Rufa makes an encore

            With a book finished and finally in ePrint, and no serious plans to write another, the thought occurred to me to resume writing a column for the Black Mountain News if they’d have me — and new editor Paul Clark has graciously decided to grant me my wish. At my age I find writing to be more fun than fish oil for good brain maintenance, and while my body might be showing its age, I’ll be damned if I let my mind go to seed. Hence this encore in as many installments as I can squeeze into the rest of my life.
           For those of you who don’t write for either a living or for fun, it’s both a curse and a blessing. It’s a curse because you can’t not write, which puts it in the same category as drug addiction. It’s a blessing because you won’t get thrown into jail for writing — at least not in this country. Yet.
           The book, if you read this paper regularly, is “Maybelline Takes a Powder.” It was fun to write, and a few people have told me it was fun to read. That was our intention — mine and my collaborator’s, that is. We thought it was funny, and when we put it out there we took a chance that readers would get some giggles from what we accomplished across the miles.
           If you’re mystified, my collaborator is Leila Willett, who lives in Michigan, and while we never met in person, we wrote the book together entirely over the Internet.

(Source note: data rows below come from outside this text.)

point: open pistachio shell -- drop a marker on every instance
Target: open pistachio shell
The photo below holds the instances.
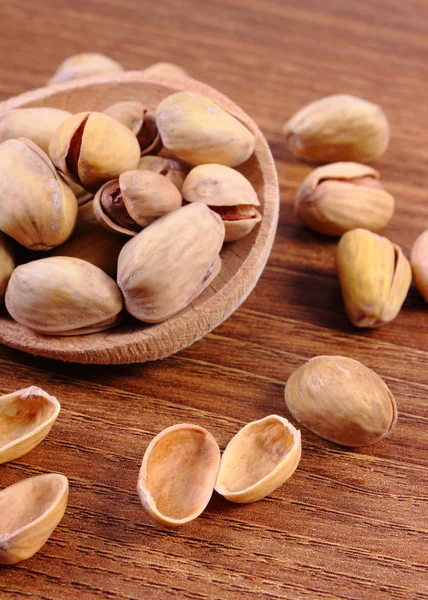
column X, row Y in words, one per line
column 26, row 417
column 178, row 474
column 30, row 510
column 259, row 459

Ain’t technology amazing?
           But writing a book can (and did) take years, and I’m running out of those. Columns like this, on the other hand, I can dash off in an hour or two. Leila, meanwhile, is occupying herself with three adorable grandbabies — all born within minutes of one another. The Trips, as her daughter Nickie referred to them when her first ultrasound revealed triplets — Brogan, Ryan, and Danielle. Leila and I might not getting any writing done, but I she sends pictures of the babies from time to time, which is a joy.

           There’s another reason to resume writing a column. Sure I like to write, but what I like more is connecting with you. Whenever I’ve written in local papers in the past, whether here, Asheville, Southern Pines, or Pinehurst, I’ve made new friends. People would say, “Hey — I read your column,” and then express an opinion or two. The best thing anyone could ever say was, “It was funny!”